Паша не заставил себя просить. Он не спеша раздевался и рассказывал:
– У них, в Тамбовской, медведей много. Однажды летом повадился миша на гречиху – всю полосу вытоптал. Осенью бабы за груздями ходили, он баб напугал. А потом уже зимой вот как случилось. Пошел их человек в лес за дровами. Выбрал толстую сосну, ударил раз, слышит, что-то под хворостом зашевелилось, запыхтело. У мужика и волосы дыбом: не леший ли?
– Да, да, испугался! – вставил Нерон.
– Послушал, послушал – стукнул снова. Ничего. Стукнул смелее, в третий раз. А тут сам Михайло Иваныч, словно протопоп в шубе, лезет…
– Ого-го! – заржал Нерон. – Вот нарубил дров! И что ж, ноги-то унес мужик?
– Успел. А медведь снова залез в берлогу: накануне снег выпал, замело кругом. Тогда Федя со своим деревенским старостой вдвоем и отправился. И на рогатину его, добра молодца, и поддел.
– Как же это – на рогатину? Куда же ею колоть? В живот, что ли?
– В живот! – не выдержал, расхохотался Ушаков. – Посмотрел бы я, что от тебя осталось бы, кабы ты ударил медведя ратовищем[8] в живот!
– А куда же бить?
– Известно куда: под левую лопатку! – оживился Ушаков.
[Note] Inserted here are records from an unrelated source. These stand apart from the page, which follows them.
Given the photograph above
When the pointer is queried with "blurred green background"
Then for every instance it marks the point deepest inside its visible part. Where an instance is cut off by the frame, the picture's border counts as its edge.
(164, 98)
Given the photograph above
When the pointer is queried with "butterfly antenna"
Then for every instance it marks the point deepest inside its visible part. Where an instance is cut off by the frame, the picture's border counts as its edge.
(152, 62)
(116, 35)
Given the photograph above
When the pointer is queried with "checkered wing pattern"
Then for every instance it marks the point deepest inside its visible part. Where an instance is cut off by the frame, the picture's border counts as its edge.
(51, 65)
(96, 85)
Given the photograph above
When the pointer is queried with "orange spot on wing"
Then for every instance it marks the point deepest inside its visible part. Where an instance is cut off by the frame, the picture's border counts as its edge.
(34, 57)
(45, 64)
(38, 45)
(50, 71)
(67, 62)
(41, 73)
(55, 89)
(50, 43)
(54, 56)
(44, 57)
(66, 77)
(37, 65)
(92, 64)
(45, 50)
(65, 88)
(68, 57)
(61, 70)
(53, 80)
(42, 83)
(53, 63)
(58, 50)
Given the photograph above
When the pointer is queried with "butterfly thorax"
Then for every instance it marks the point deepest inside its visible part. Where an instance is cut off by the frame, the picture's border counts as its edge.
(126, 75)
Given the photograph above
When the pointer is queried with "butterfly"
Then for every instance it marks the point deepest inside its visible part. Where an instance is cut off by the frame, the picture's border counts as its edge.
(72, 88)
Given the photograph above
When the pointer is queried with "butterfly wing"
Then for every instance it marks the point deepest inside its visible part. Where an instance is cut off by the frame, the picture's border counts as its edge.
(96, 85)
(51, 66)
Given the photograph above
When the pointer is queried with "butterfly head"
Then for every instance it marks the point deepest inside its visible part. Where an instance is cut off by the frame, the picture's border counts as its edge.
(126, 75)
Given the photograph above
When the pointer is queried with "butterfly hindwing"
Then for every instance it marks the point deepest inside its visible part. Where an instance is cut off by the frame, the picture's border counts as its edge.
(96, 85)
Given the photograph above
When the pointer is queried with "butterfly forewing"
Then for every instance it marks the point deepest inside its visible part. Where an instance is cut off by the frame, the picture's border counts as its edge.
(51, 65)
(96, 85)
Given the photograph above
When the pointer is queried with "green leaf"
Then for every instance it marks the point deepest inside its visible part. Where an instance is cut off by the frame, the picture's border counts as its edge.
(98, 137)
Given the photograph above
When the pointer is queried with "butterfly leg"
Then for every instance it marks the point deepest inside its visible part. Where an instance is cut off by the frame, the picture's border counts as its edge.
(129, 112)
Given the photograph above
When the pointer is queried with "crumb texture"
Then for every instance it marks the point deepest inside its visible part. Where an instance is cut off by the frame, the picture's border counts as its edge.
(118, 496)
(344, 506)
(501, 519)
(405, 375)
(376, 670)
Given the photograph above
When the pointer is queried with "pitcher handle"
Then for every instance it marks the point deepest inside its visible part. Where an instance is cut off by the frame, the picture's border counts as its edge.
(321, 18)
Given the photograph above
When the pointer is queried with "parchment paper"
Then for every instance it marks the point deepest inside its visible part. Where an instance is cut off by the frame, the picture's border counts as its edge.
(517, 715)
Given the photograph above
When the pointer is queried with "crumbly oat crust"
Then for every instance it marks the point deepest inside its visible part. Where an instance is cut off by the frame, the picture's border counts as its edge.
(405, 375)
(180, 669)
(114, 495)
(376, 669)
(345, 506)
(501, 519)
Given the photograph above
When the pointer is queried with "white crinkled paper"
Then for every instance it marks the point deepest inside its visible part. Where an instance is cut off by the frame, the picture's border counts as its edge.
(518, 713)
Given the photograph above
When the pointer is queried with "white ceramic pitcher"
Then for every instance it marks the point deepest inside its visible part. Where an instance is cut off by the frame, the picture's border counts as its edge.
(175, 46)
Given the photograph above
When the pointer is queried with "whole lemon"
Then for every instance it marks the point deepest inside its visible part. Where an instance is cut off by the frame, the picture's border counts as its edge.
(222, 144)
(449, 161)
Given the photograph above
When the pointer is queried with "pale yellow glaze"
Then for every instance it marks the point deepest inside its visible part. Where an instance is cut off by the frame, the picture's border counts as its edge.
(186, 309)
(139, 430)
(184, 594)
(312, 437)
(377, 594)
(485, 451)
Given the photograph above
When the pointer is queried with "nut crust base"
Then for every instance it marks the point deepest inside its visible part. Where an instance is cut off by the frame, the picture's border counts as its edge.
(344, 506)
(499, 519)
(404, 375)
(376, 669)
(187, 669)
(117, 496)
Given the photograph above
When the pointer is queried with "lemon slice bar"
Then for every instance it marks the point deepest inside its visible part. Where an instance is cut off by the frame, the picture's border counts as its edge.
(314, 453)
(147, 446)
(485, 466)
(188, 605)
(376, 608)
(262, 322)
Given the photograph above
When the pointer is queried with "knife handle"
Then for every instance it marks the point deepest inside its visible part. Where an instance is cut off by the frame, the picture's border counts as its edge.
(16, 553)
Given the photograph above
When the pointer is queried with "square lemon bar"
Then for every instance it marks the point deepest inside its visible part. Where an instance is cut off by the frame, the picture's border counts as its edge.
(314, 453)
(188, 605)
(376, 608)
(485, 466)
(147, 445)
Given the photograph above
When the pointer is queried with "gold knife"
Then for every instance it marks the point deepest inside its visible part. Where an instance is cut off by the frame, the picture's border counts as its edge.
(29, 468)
– И что же медведь делает?
– Лезет вперед, на охотника. Топает вокруг него, старается достать, а охотник только держит рогатину, чтобы она упиралась в землю. Медведь кровью и изойдет.
– Но ведь он близко ж от тебя?
– Не очень далеко.
– Это ж страшно?
– А я про что и говорил!..
– Да-а! – задумчиво протянул Веленбаков. – На такое не всякий решится…
– Ну, Павлуша, гаси свечу! Уходи, Нерон: спать пора! – прикрикнул Ушаков, поворачиваясь к стене.
Пустошкин дунул на свечу. По комнате разлились белесоватые сумерки петербургской ночи.
– Что и говорить, храбер ты у нас, Федя! Одно слово – ухо режь, кровь не капнет! – поднялся Веленбаков.
– Храбер-храбер, а тараканов боится! – рассмеялся Голенкин. – Однажды как-то заполз к нам таракан, так Федя на стол чуть не влез!
– Э, не так было! – возмутился Ушаков.
– Это ничего! Говорят, Петр Великий тоже тараканов не переносил, а какой храбрец был! И главное – отменный моряк! Ну, спите: уже, наверное, четыре склянки пробило! – сказал, уходя, Веленбаков.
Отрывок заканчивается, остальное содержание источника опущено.